Are you including the compilation time here? Yeah the RGF issues are one thing, and the other is we need to release SymbolicIR.
MTK also doesn’t do
structural_simplify on OptimizationProblem right now, which can be a major win because then it solves a much smaller problem. @YingboMa was working on that.
Good question. In these runtime numbers I try to avoid capturing artifacts from one-time overheads, such as JIT time. In my experience, with sufficient effort, these can be avoided in production deployment settings.
In all of these implementations before I start collecting data
solve_opf("$(@__DIR__)/data/pglib_opf_case5_pjm.m") is executed first, to compile the relevant code execution paths. Then
solve_opf(...) is run again on the file where runtime data is being collected.

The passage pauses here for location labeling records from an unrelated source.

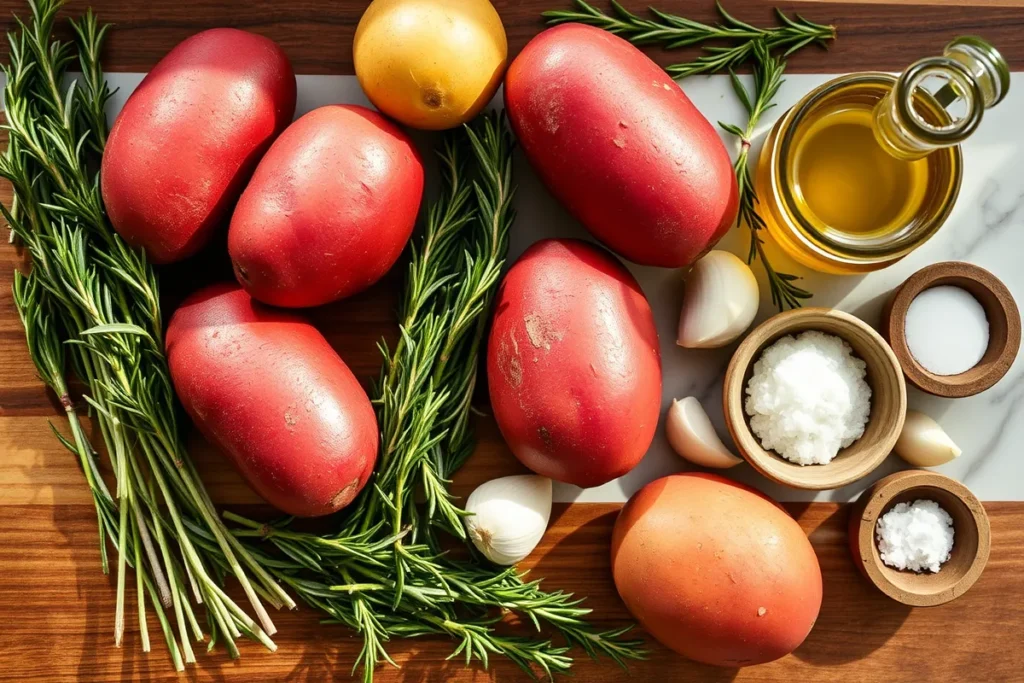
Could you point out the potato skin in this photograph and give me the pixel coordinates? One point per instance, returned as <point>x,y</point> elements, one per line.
<point>573,365</point>
<point>329,209</point>
<point>715,570</point>
<point>188,137</point>
<point>267,388</point>
<point>617,142</point>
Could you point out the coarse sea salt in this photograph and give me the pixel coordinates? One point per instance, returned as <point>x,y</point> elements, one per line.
<point>918,536</point>
<point>807,397</point>
<point>946,330</point>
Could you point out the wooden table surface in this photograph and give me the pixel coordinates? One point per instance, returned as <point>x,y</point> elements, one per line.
<point>56,608</point>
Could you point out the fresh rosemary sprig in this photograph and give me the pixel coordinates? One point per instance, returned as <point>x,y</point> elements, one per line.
<point>674,32</point>
<point>385,573</point>
<point>742,43</point>
<point>91,300</point>
<point>767,79</point>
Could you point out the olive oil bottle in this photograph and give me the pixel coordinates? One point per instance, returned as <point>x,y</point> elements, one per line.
<point>866,167</point>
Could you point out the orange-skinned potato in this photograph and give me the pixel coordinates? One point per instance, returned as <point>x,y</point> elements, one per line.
<point>329,209</point>
<point>620,144</point>
<point>267,388</point>
<point>716,570</point>
<point>573,365</point>
<point>188,137</point>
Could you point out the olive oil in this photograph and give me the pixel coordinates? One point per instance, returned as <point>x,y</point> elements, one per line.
<point>867,167</point>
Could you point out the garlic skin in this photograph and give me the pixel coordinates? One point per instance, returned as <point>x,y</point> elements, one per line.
<point>924,443</point>
<point>510,515</point>
<point>692,435</point>
<point>719,302</point>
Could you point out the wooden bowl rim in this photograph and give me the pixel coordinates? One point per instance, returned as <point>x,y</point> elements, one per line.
<point>953,386</point>
<point>877,498</point>
<point>748,443</point>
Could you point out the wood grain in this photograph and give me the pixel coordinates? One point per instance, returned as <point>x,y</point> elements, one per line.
<point>56,607</point>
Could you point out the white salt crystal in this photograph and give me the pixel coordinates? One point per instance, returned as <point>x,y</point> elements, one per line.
<point>946,330</point>
<point>807,397</point>
<point>916,536</point>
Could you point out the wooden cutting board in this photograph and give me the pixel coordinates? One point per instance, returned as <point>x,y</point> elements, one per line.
<point>56,608</point>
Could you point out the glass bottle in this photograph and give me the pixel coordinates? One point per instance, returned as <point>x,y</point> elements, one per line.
<point>866,167</point>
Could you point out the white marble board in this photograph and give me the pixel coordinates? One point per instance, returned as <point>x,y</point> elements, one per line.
<point>986,227</point>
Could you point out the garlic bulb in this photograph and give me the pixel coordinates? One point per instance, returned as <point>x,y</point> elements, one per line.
<point>692,435</point>
<point>719,303</point>
<point>923,442</point>
<point>509,517</point>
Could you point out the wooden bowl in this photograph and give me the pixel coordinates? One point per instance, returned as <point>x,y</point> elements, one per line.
<point>1004,328</point>
<point>888,399</point>
<point>972,538</point>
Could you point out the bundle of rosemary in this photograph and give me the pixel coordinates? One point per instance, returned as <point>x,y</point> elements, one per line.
<point>724,47</point>
<point>90,307</point>
<point>386,574</point>
<point>91,302</point>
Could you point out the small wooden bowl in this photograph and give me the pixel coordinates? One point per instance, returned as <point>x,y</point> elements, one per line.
<point>972,538</point>
<point>888,399</point>
<point>1004,328</point>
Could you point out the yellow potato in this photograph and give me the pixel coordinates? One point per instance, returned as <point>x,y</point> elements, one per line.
<point>430,63</point>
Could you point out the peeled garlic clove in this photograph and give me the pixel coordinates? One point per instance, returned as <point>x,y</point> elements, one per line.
<point>924,443</point>
<point>510,515</point>
<point>719,303</point>
<point>692,435</point>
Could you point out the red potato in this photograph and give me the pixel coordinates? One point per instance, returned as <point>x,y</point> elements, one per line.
<point>188,137</point>
<point>617,142</point>
<point>267,388</point>
<point>716,570</point>
<point>329,209</point>
<point>573,366</point>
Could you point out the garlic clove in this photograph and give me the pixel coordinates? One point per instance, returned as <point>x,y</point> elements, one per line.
<point>509,516</point>
<point>692,435</point>
<point>719,303</point>
<point>924,443</point>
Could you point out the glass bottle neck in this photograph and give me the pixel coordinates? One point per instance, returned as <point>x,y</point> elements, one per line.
<point>939,101</point>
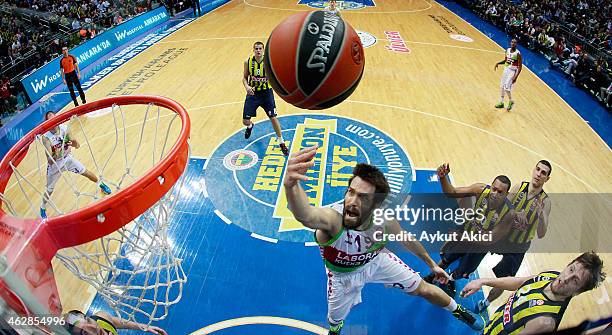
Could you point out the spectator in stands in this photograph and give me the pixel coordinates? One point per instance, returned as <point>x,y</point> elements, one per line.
<point>605,95</point>
<point>8,99</point>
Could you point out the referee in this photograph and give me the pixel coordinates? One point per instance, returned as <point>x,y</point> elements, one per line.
<point>71,75</point>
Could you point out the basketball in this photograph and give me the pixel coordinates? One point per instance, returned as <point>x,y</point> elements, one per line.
<point>314,60</point>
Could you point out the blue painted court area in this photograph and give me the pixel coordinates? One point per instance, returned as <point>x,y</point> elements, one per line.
<point>234,274</point>
<point>587,106</point>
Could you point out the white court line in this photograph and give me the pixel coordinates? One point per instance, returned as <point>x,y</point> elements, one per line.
<point>222,217</point>
<point>345,11</point>
<point>264,238</point>
<point>528,69</point>
<point>481,130</point>
<point>204,190</point>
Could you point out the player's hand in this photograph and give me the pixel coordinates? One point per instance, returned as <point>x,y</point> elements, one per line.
<point>443,170</point>
<point>539,209</point>
<point>440,275</point>
<point>298,165</point>
<point>156,330</point>
<point>471,288</point>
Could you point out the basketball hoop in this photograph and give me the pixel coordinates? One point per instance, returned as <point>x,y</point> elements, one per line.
<point>131,263</point>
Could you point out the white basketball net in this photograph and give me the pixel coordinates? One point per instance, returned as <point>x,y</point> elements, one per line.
<point>135,268</point>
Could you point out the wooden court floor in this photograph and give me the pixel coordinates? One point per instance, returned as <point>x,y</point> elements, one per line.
<point>436,101</point>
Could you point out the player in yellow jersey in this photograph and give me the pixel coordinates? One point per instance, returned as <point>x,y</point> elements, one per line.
<point>102,323</point>
<point>513,62</point>
<point>259,94</point>
<point>532,207</point>
<point>353,254</point>
<point>493,214</point>
<point>538,302</point>
<point>58,143</point>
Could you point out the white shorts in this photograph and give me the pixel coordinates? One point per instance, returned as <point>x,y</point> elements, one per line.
<point>344,289</point>
<point>54,171</point>
<point>506,82</point>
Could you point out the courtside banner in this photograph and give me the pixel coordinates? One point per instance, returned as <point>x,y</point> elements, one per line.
<point>43,80</point>
<point>209,5</point>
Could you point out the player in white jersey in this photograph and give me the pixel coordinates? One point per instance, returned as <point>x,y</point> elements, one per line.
<point>58,144</point>
<point>352,248</point>
<point>513,65</point>
<point>332,7</point>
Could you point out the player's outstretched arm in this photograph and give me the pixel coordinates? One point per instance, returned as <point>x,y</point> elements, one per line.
<point>505,283</point>
<point>456,192</point>
<point>541,325</point>
<point>310,216</point>
<point>126,324</point>
<point>71,140</point>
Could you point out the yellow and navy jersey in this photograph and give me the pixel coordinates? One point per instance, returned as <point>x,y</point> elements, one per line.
<point>490,217</point>
<point>522,202</point>
<point>527,303</point>
<point>106,325</point>
<point>257,75</point>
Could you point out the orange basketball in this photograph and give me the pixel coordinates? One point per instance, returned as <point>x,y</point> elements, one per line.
<point>314,60</point>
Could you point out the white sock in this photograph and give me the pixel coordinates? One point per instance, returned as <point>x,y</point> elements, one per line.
<point>452,306</point>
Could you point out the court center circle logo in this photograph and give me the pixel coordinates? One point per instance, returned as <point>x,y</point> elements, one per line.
<point>461,38</point>
<point>343,5</point>
<point>254,198</point>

You can have a look at exactly how the data collection is done in this script. It is not immediately obvious that pre-compilation is done there, but looking into the specific implementation files you will find it, for example, rosetta-opf/optimization.jl at cli · lanl-ansi/rosetta-opf · GitHub
Cool, looking forward to seeing the next iteration.
Thanks for this excellent source of test cases for Nonconvex. For Nonconvex, I would be interested in the results using ReverseDiff as well as SparseDiffTools instead of Symbolics.
For SparseDiffTools, just drop the
symbolic = true:
result = Nonconvex.optimize( model, IpoptAlg(), NonconvexCore.getinit(model); options = IpoptOptions(; first_order=false, sparse=true), )
For ReverseDiff, you can do:
using AbstractDifferentiation, ReverseDiff rd_model = abstractdiffy(model, AD.ReverseDiffBackend()) result = Nonconvex.optimize( rd_model, IpoptAlg(), NonconvexCore.getinit(model); options = IpoptOptions(; first_order=false), )
I don’t make use of tape compilation yet in Nonconvex but ReverseDiff is often quite fast already without compiling a tape for each function.
Also how can I run all these problems for Nonconvex locally?